Warum Demeter-Kühe länger leben
Zu Besuch beim Demeter-Hof Meyer
... in Opfenried
Glauben Sie an kosmische Einflüsse in der Landwirtschaft? Daran, dass Kuhmist, in ein Kuhhorn gefüllt und den Winter über im Boden vergraben, anschließend von Hand mit Wasser vermischt wird und zum Schluss auf Pflanzen nebelfein versprüht, deren Wachstum positiv beeinflusst? Wenn nein, dann sind Sie vielleicht kein Anhänger der biologisch-dynamischen Landwirtschaft. Wenn ja, dann können Sie die Richtlinien des Demeter-Verbandes vielleicht nachvollziehen. Oder Sie gehören sogar zu denjenigen, die diese Form des Bodenkultivierens für vorbildhaft halten, so wie das Bundeslandwirtschaftsministerium.
„Demonstrationsbetrieb Ökologischer Landbau, Demeter-Hof Meyer“ steht auf dem kleinen Prospekt, das uns Landwirt Siegfried Meyer bei unserem Besuch in die Hand drückt.
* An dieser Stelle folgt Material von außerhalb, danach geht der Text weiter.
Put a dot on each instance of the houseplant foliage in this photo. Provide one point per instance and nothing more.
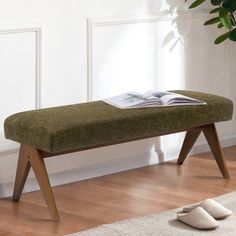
(224, 16)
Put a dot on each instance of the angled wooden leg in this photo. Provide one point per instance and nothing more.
(190, 139)
(40, 171)
(23, 168)
(214, 143)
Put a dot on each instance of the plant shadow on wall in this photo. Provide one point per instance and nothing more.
(223, 15)
(203, 71)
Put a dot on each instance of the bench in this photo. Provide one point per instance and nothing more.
(54, 131)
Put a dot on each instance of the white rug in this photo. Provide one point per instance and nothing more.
(165, 224)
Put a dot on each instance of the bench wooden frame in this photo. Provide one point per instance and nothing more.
(32, 157)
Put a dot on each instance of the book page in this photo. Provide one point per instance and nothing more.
(132, 100)
(169, 98)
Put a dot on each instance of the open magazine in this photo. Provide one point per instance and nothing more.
(151, 99)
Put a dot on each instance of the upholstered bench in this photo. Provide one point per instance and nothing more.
(55, 131)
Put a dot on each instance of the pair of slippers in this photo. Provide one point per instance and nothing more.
(204, 215)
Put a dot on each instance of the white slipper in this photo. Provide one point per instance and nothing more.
(215, 209)
(198, 218)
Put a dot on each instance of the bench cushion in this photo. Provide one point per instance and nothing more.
(93, 124)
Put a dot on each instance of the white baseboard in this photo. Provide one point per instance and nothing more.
(110, 167)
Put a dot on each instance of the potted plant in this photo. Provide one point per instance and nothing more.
(224, 12)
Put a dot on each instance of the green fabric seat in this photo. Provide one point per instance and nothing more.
(93, 124)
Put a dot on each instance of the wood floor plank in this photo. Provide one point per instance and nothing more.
(115, 197)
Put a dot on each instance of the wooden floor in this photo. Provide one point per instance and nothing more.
(107, 199)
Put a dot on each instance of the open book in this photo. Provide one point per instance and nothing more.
(151, 99)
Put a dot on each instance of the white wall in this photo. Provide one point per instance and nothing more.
(60, 52)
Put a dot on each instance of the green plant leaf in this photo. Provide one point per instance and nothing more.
(229, 5)
(222, 38)
(212, 21)
(225, 18)
(232, 35)
(216, 2)
(215, 10)
(196, 3)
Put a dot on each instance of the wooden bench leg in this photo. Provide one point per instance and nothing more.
(190, 139)
(40, 171)
(32, 157)
(23, 168)
(214, 143)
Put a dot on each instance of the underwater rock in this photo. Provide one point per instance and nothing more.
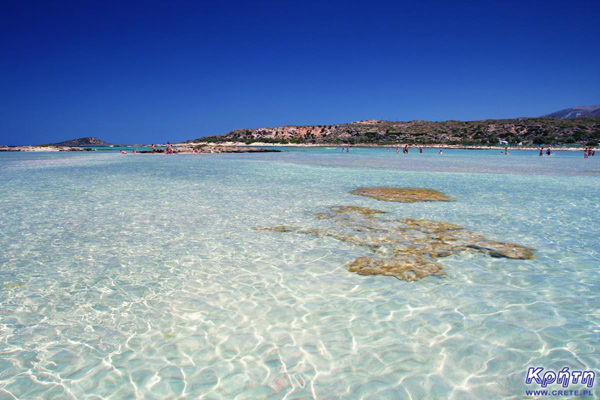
(404, 195)
(282, 228)
(403, 248)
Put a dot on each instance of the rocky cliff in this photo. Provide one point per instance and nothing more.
(87, 141)
(523, 130)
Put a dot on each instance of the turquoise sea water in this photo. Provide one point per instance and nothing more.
(125, 276)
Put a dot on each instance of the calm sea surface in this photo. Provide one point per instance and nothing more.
(125, 276)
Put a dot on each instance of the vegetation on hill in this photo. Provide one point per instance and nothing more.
(528, 131)
(87, 141)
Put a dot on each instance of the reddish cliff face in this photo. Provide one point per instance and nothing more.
(526, 130)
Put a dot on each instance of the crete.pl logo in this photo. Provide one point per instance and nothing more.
(564, 378)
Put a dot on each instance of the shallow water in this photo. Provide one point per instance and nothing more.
(141, 276)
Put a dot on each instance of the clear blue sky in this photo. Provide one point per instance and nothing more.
(145, 71)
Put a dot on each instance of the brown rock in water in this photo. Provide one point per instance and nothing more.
(404, 195)
(403, 248)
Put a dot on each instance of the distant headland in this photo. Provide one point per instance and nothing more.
(87, 141)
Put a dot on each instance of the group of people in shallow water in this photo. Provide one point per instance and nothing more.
(589, 152)
(405, 149)
(548, 151)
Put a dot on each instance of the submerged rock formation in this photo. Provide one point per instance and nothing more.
(406, 249)
(404, 195)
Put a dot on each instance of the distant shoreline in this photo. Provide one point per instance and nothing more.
(189, 146)
(425, 146)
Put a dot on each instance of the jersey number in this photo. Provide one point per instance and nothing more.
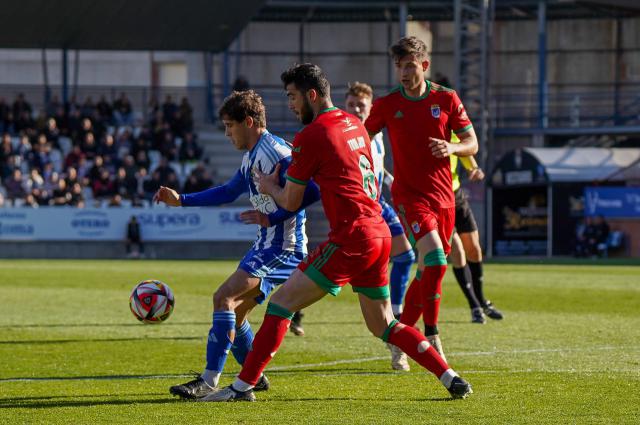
(368, 178)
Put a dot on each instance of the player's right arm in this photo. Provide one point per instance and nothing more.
(375, 122)
(215, 196)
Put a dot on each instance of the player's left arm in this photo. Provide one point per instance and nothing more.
(288, 197)
(473, 169)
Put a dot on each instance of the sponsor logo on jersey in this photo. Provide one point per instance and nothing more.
(357, 143)
(415, 227)
(349, 124)
(462, 112)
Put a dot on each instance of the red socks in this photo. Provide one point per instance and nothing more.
(266, 343)
(416, 346)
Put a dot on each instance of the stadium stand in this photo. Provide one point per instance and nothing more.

Sein Betrieb ist einer von 200 Vorzeigehöfen, die im „Bundesprogramm Ökologischer Landbau“ aufgeführt sind. Meyer, der seit 1988 ökologische Landwirtschaft betreibt, hält Kühe und liefert seine Milch an die ebenfalls nach Demeter-Richtlinien arbeitende Molkerei Hohenlohe-Franken in Schrozberg , deren Produkte wiederum bei ebl in den Kühlregalen der Biofachmärkte verkauft werden. Die Milch von Meyers Kühen landet also in den Mägen der ebl-Kunden. Und um uns anzuschauen, wie die Tiere leben und gehalten werden, sind wir gekommen.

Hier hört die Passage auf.